Le tragique de la liturgie
Embauchée dans un journal local où elle couvre des événements sans intérêt en produisant les reportages médiocres qu’on lui demande, Antonia est ballotée dans les bras d’un leader nationaliste, enfermée dans un milieu dont la peinture est assez cruelle. Lassée de cette vie factice, Antonia partira en Yougoslavie couvrir la guerre, pour découvrir que le mal et la mort sont impossibles à représenter.
C’est là que réside la force du roman. La force tragique de cette messe de funérailles irrigue la narration de la vie d’Antonia. La photographie vient en rendre compte au quotidien : elle capte le réel et donc quelque chose qui est de l’ordre de la vie, mais elle le fige, comme le corps raide d’Antonia dans son cercueil. Le tragique de la liturgie, comme par rétroprojection, vient envahir la narration de la vie d’Antonia.

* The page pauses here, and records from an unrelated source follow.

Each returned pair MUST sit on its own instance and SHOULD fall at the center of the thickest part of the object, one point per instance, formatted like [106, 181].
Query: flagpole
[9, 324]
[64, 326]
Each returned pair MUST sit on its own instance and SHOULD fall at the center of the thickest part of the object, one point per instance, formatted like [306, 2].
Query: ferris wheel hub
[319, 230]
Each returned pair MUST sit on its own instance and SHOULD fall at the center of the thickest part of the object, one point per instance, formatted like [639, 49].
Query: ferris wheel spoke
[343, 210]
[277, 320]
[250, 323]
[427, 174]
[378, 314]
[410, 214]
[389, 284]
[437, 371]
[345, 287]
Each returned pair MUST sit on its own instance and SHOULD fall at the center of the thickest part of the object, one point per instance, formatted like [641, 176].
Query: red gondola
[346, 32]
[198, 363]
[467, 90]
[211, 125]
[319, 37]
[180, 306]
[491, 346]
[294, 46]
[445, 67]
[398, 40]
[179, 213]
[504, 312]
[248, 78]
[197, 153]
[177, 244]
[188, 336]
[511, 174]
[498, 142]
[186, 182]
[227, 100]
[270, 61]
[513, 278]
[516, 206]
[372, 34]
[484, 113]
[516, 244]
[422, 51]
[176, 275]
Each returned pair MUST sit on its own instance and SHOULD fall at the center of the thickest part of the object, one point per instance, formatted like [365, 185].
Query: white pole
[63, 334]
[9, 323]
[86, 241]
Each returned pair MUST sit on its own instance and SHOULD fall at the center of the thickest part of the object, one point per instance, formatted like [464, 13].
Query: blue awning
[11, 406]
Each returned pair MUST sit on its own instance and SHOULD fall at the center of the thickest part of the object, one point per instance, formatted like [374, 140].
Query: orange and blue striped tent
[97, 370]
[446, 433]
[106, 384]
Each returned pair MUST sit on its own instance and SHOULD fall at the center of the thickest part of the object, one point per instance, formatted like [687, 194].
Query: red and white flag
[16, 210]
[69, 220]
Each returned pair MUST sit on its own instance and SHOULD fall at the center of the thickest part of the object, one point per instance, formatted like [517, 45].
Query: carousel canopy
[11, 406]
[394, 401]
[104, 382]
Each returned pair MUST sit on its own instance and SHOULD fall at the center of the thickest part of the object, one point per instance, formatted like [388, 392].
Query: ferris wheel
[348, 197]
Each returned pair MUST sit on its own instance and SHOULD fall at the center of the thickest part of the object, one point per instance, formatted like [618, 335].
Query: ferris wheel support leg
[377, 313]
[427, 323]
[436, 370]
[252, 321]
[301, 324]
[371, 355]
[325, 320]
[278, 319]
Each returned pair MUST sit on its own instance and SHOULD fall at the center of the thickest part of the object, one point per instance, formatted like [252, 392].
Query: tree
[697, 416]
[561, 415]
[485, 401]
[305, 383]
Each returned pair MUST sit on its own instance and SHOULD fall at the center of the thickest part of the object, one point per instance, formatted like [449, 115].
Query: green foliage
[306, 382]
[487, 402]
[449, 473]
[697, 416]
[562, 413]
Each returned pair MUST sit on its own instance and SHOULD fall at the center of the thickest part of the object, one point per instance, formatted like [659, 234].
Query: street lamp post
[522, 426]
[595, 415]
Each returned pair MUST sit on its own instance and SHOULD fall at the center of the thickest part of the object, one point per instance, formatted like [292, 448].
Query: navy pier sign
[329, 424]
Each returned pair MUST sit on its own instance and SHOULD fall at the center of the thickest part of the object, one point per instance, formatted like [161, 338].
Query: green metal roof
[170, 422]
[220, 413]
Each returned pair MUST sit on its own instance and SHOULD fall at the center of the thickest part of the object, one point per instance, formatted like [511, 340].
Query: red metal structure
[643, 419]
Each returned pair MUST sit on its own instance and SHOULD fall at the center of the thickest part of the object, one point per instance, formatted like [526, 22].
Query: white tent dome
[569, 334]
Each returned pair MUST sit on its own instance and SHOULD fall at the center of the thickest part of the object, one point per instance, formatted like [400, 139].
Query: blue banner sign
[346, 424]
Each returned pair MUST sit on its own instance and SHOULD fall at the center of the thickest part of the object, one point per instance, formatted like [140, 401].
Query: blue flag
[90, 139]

Sa vie, aimantée par cette passion pour la photo, est en quelque sorte comme enchâssée dans cette cérémonie mortuaire. Est-elle vraiment différente de ces photographies que l’on feuillette dans un album de famille et qui nous présentent des visages immobiles à la fois étrangement vivants, car témoins d’un réel vivant, et aussi morts que peut l’être un bout de papier dormant dans une boîte à chaussure ?
La mort en plus
Ce roman laisse le lecteur stupéfait. À la tension interne de l’office liturgique — entre la terreur du Dies Irae, l’angoisse et l’espérance du Libera me, et la certitude du salut de l’Évangile de Lazare — répond celle de la vie d’Antonia, partagée entre instants de grâce et ces successions de jours où tout semble petit, dérisoire, quand ce n’est pas sordide.

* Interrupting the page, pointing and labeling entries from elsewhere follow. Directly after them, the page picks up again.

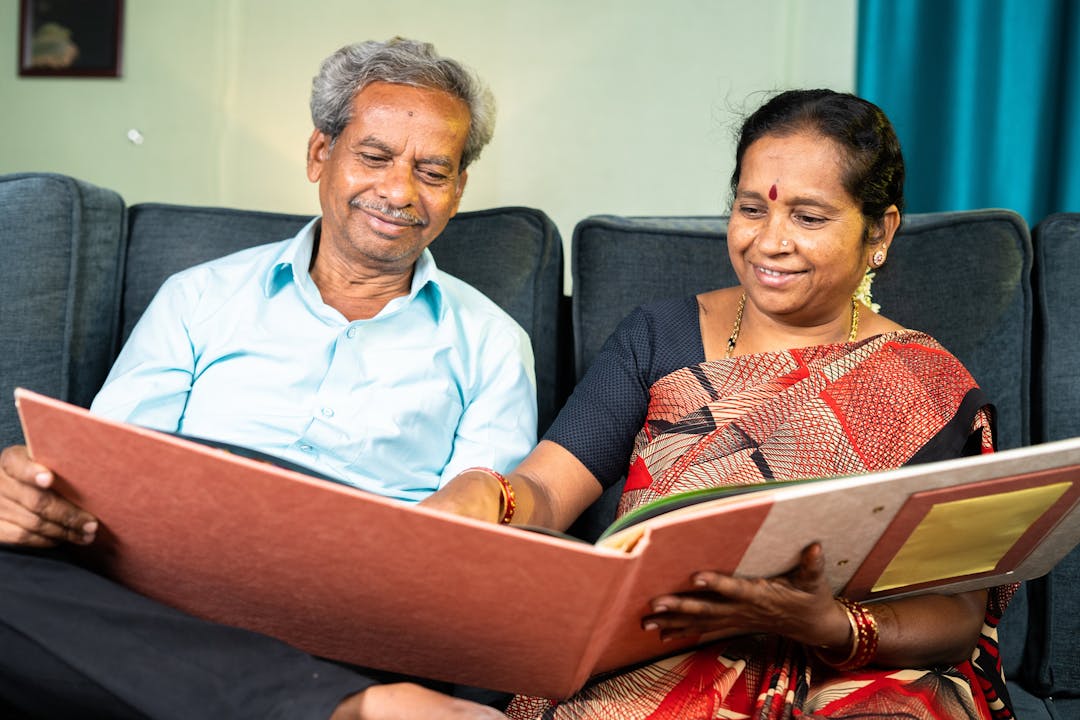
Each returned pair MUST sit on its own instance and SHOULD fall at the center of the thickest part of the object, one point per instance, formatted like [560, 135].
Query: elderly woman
[790, 375]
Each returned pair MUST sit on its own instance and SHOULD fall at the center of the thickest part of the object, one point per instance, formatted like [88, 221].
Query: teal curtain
[985, 97]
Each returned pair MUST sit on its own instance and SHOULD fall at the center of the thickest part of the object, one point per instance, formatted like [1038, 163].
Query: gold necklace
[742, 306]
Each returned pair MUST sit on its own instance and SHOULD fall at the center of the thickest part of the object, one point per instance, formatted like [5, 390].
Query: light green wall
[605, 106]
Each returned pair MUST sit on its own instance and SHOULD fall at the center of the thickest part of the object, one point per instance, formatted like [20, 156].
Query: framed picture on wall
[70, 38]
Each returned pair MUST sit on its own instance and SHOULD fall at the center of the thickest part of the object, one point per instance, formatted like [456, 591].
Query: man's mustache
[388, 211]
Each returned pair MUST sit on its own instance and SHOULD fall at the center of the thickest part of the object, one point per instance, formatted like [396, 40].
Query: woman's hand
[31, 514]
[471, 493]
[797, 605]
[913, 632]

La morale (cachée) de ce livre pourrait être que la foi et son expression ne consistent pas en une posture angélique coupée de la vie. Comme l’homme est à l’image de Dieu, la photographie serait à l’image de la vie : à son image, avec la mort en plus. Cette mort que la photographie tente de conjurer en vain dans des boîtes en carton et que le chrétien croit et espère que Dieu, par son Christ, a définitivement vaincue.